I really appreciate your comments.

I revised manuscript as you mentioned and added authors’ opinion regarding the age-matched study as below.

 

Comment 1: Authors should mention that they were not able to match age between cases and controls due to design of this study

Reply to reviewer:

I am thankful to your comments. As your opinion, age-matched study is requested sometimes. In this study, it wasn't impossible to do it, but didn't want to. We enrolled the patients who were supposed to be taken the surgery for pelvic masses in order, as described in the reply of the 1st revision. We needed the natural patients group for each benign and cancer as unintended. These compositions of patients’ group were shown in other studies including ROMA, OVA1, and RMI.

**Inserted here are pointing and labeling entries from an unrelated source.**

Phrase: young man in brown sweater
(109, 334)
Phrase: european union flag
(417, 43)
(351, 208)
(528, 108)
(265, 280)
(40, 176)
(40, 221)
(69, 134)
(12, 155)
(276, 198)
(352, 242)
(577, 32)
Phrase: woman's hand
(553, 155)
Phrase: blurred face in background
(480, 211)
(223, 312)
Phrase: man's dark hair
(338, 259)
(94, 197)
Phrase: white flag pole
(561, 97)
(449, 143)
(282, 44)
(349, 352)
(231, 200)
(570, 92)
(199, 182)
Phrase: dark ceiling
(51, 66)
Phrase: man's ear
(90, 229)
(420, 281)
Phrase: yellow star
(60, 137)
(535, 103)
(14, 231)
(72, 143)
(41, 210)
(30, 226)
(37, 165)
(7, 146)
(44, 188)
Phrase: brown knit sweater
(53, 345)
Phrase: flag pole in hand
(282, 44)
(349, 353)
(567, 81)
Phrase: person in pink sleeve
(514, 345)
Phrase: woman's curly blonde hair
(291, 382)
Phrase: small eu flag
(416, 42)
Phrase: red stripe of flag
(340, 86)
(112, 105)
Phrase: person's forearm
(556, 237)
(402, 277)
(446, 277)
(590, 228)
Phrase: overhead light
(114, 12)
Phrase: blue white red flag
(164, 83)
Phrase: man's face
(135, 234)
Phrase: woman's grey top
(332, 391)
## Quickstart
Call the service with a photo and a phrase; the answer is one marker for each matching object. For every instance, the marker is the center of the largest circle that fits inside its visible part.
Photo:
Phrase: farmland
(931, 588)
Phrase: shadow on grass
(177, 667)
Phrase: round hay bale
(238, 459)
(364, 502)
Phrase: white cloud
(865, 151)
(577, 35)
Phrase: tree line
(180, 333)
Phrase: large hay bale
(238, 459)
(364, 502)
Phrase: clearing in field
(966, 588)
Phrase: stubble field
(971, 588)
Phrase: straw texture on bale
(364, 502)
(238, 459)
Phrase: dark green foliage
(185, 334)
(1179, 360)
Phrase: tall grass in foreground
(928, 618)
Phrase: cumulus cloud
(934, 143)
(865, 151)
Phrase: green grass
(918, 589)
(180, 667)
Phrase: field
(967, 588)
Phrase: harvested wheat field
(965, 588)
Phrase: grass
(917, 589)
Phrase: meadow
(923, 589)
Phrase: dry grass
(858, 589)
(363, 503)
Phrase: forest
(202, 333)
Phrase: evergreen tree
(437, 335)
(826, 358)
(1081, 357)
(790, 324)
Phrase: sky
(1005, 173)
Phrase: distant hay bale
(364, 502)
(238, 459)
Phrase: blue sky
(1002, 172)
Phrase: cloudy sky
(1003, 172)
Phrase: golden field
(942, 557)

Comment 2: Secondly, as authors replied to creatinine comment, readers should know this as a limitation of this study. They should state that due to age discrepancy between two groups, it is not clear if the significance of creatinine is affected by age or cancer.

Reply to reviewer:

I added next sentences to the end of discussion section.

“The last limitation is on the certainty of creatinine as a biomarker. The urinary creatinine concentration is changeable based on age, race/ethnicity, body mass index, and time of day. These factors were not controlled in this study. However, other biomarkers from urine change following creatinine concentration. Therefore, when using multi-biomarkers, the interaction among biomarkers is more important rather than factors associated with the creatinine level.”